- Born: Charlotte Goetzel February 8, 1922 Mannheim, Weimar Republic
- Died: January 6, 1998 (aged 75) Montreal, Quebec, Canada
- Education: Zurich Conservatory; University of Toronto;
- Occupations: Cellist; Music administrator;
- Spouse: Alexander Brott ​ ​(m. 1943; died 1998)​
- Children: 2 (Boris and Denis)

= Lotte Brott =

Charlotte Brott (February 8, 1922 – January 6, 1998) was a Canadian cellist and music administrator. She joined the Montreal Symphony Orchestra in 1939, became a cellist with the McGill String Quartet (today the McGill Symphony Orchestra) and performed with the Little Symphony of Montreal. Brott taught cello at McGill University and managed the Kingston Symphony. She retired from the Montreal Symphony Orchestra but was administrator with the McGill Chamber Orchestra until her death in 1998. Brott was appointed Dame of Grace in the Order of Malta, the Member of the Order of Canada and the Chevalier of the Order of Quebec.

== Early life ==
Brott was born on February 8, 1922, in Mannheim, Germany. She was the daughter of an import merchant, and was Jewish. At age eight, Brott began to study the cello, encouraged by her parents. She performed for family friends and guests at home. Brott was sent to Switzerland to avoid Nazi German upheavals and obtained her diploma at the Zurich Conservatory under Emanuel Feuermann in 1939. Later, her family emigrated to Montreal, Canada under Nazi duress and she joined them in July 1939. Brott studied with Jean Belland and later with Zara Nelsova at the University of Toronto. She won a scholarship to the Juilliard School of Music, New York but she declined it and joined the Montreal Symphony Orchestra in 1941.

== Career ==
In 1942, Brott became a cellist with the McGill String Quartet (today the McGill Symphony Orchestra from 1953), succeeding Belland. She also freelanced with the CBC, working with Walter Joachim, John Newmark, and others. From 1946 to 1952, Brott performed with the Little Symphony of Montreal. She taught cello at McGill University, organized concerts and managed public relations and fund-raising, particularly for the McGill Chamber Orchestra and other organizations of which her husband Alexander was artistic director. Brott and her husband co-established the Concerts Under the Stars series at Mount Royal and popular concerts at Maurice Richard Arena. Between 1978 and 1981, she managed the Kingston Symphony. Brott retired from the Montreal Symphony Orchestra in 1987, but she continued as administrator with the McGill Chamber Orchestra until her death in 1998.

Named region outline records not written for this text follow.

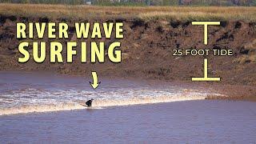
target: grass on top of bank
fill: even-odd
[[[256,7],[96,6],[86,5],[0,4],[0,15],[50,19],[141,18],[178,21],[256,22]]]

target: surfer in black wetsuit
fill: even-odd
[[[87,105],[88,107],[91,106],[91,103],[93,102],[93,98],[91,98],[90,100],[87,101],[86,102],[86,104]]]

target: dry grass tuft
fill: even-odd
[[[142,18],[256,22],[256,7],[131,7],[2,3],[0,14],[72,19]]]

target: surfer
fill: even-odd
[[[93,102],[94,98],[91,98],[90,100],[87,101],[86,102],[86,105],[87,105],[88,107],[91,106],[91,103]]]

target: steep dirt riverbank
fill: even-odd
[[[86,22],[86,19],[79,20]],[[220,26],[209,27],[208,45],[203,44],[203,28],[192,26],[191,22],[171,22],[164,20],[143,21],[140,19],[101,19],[94,22],[122,22],[124,38],[122,42],[122,62],[114,64],[106,58],[105,63],[81,63],[79,51],[73,63],[53,64],[46,61],[38,64],[30,59],[26,63],[18,63],[21,56],[18,46],[21,40],[16,37],[18,22],[66,22],[70,19],[50,19],[48,18],[26,18],[0,15],[0,70],[40,70],[54,71],[71,75],[90,76],[92,70],[100,77],[140,78],[160,79],[168,82],[190,82],[192,77],[203,75],[202,64],[208,58],[210,77],[221,77],[217,85],[256,86],[256,23],[249,22],[221,22]],[[78,40],[74,27],[70,27],[70,38],[58,40],[91,42],[91,39]],[[38,42],[38,39],[28,39]],[[45,42],[50,42],[45,38]],[[95,40],[94,40],[95,41]],[[98,39],[108,45],[115,39]],[[234,56],[173,56],[174,49],[210,50],[232,49]],[[32,46],[30,52],[32,53]],[[63,50],[62,55],[66,55]],[[49,54],[49,53],[47,53]],[[213,83],[213,82],[210,82]],[[253,89],[253,88],[252,88]],[[246,89],[244,89],[245,90]],[[232,91],[232,90],[231,90]],[[254,91],[254,90],[253,90]],[[254,92],[249,94],[256,95]],[[246,94],[246,93],[245,93]],[[246,92],[248,94],[248,92]],[[251,95],[250,94],[250,95]]]

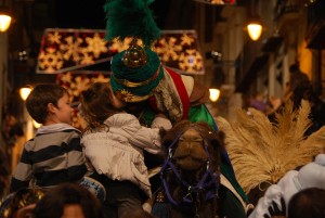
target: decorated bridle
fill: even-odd
[[[198,131],[199,134],[202,136],[200,131],[197,128],[195,128],[195,127],[192,126],[188,129],[191,129],[191,128],[193,128],[196,131]],[[172,143],[168,146],[168,156],[166,157],[166,159],[164,162],[164,165],[161,167],[161,170],[160,170],[160,178],[161,178],[161,181],[162,181],[162,188],[165,190],[165,194],[166,194],[169,203],[171,203],[173,206],[179,207],[179,208],[181,208],[184,204],[185,205],[192,204],[193,203],[193,198],[191,196],[193,194],[199,194],[202,191],[207,191],[205,201],[209,201],[209,200],[218,197],[218,189],[219,189],[219,185],[220,185],[220,182],[219,182],[220,180],[218,179],[220,177],[220,172],[218,172],[218,171],[212,172],[211,171],[211,168],[210,168],[210,154],[209,154],[209,151],[208,151],[207,143],[204,140],[203,136],[202,136],[203,142],[204,142],[203,145],[204,145],[205,152],[206,152],[206,154],[208,156],[208,161],[206,162],[206,171],[203,175],[203,177],[200,178],[200,180],[197,182],[197,184],[191,185],[185,180],[183,180],[182,177],[181,177],[181,175],[180,175],[180,172],[179,172],[179,170],[177,169],[177,167],[172,163],[172,155],[173,155],[172,150],[173,150],[173,146],[177,144],[177,142],[181,138],[181,136],[185,131],[187,131],[188,129],[182,131],[172,141]],[[183,198],[182,198],[181,202],[177,202],[172,197],[172,195],[170,193],[170,190],[169,190],[169,187],[167,184],[166,171],[170,171],[170,170],[173,172],[173,175],[180,181],[181,185],[183,185],[187,190],[187,193],[183,196]]]

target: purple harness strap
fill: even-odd
[[[207,192],[207,195],[206,195],[206,201],[214,198],[214,197],[218,196],[218,188],[219,188],[219,184],[220,184],[218,182],[218,178],[220,177],[220,172],[212,174],[212,171],[210,169],[210,154],[208,152],[208,149],[207,149],[207,145],[206,145],[205,141],[204,141],[204,148],[205,148],[205,151],[206,151],[207,156],[208,156],[208,162],[207,162],[207,170],[205,171],[204,176],[200,178],[198,183],[194,187],[188,184],[186,181],[184,181],[181,178],[181,175],[179,174],[176,166],[171,162],[171,158],[172,158],[172,152],[171,151],[172,151],[172,146],[177,143],[179,138],[182,136],[182,133],[179,137],[177,137],[174,139],[174,141],[169,145],[169,148],[168,148],[169,154],[168,154],[167,158],[165,159],[165,163],[164,163],[164,165],[161,167],[161,170],[160,170],[160,178],[161,178],[161,181],[162,181],[162,187],[164,187],[166,196],[167,196],[168,201],[176,207],[180,207],[180,203],[176,202],[174,198],[171,196],[171,193],[169,191],[169,188],[168,188],[168,184],[167,184],[167,181],[166,181],[166,177],[165,177],[165,175],[166,175],[165,171],[166,170],[171,169],[172,172],[178,178],[178,180],[181,182],[181,184],[188,190],[187,194],[183,197],[181,203],[187,203],[187,204],[193,203],[192,198],[190,198],[188,196],[192,195],[193,193],[198,193],[199,191],[207,190],[207,188],[210,188],[210,189],[207,190],[208,192]]]

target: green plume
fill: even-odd
[[[106,39],[123,41],[127,37],[142,39],[151,46],[160,37],[148,4],[154,0],[107,0],[104,5],[106,13]]]

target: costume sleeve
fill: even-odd
[[[152,154],[161,152],[159,134],[160,128],[143,127],[140,125],[136,117],[130,114],[123,114],[123,119],[126,121],[121,126],[122,131],[119,133],[125,134],[132,145],[142,148]],[[165,121],[168,123],[168,119]],[[156,125],[158,124],[156,123]]]
[[[32,178],[31,163],[28,158],[28,152],[24,149],[21,162],[12,176],[10,192],[15,192],[22,188],[28,188],[29,181]]]
[[[281,198],[283,196],[283,191],[277,184],[272,184],[266,190],[264,196],[262,196],[252,213],[249,215],[249,218],[263,218],[264,215],[270,216],[269,207],[272,203],[275,203],[281,207]]]
[[[259,200],[256,208],[249,215],[249,218],[260,218],[264,217],[264,215],[271,217],[269,207],[273,207],[273,205],[284,210],[282,201],[284,200],[285,204],[288,204],[289,198],[298,191],[295,182],[297,175],[297,170],[290,170],[276,184],[269,187],[264,196]]]
[[[87,172],[86,158],[80,138],[73,134],[67,144],[67,169],[70,181],[81,179]]]

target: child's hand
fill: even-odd
[[[166,118],[167,119],[167,116],[165,114],[156,114],[155,117],[161,117],[161,118]]]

Every year, she had responsibility for a concert series featuring the world's leading artists as soloists. Brott was also responsible for multiple concert tours with the McGill Chamber Orchestra as part of cultural exchange programs in Argentina, Belgium, Chile, Colombia, Canada, Czechoslovakia, Hong Kong, Hungary, Japan, Korea, Mexico, Poland, Russia, Switzerland, Taiwan the United States, and Yukon with financial assistance provided by the Department of External Affairs.

== Personal life ==
She married the violinist and music professor Alexander Brott in 1943. Their children, Boris and Denis, became musicians in their own right. Brott became a naturalized Canadian in 1943. She was in a wheelchair for the final years of her life, and she died on the afternoon of January 6, 1998, in Montreal from a complications of a brief illness. Her funeral took place in Montreal on January 9.

== Recognition ==
Brott was created Dame of Grace in the Order of Malta in 1986. She was appointed a Member of the Order of Canada by the Governor General of Canada "for contributions to the Canadian musical scene" on October 25, 1990. Brott was made a Chevalier of the Order of Quebec by the Government of Quebec in 1996 for "her role in establishing corporate sponsorships for the arts." She was honored with a gala concert at the Théâtre Maisonneuve, Place des Arts, Montreal on May 10, 1999. A monument dedicated to Brott was unveiled at Mount Royal Cemetery on October 17, 1999. The McGill Symphony Orchestra established the Lotte Brott Memorial Fund for encouraging young musicians. The Orchestre classique de Montréal organized its 2021–22 season around the theme of Women of Distinction in recognition of the 100th anniversary of her birth.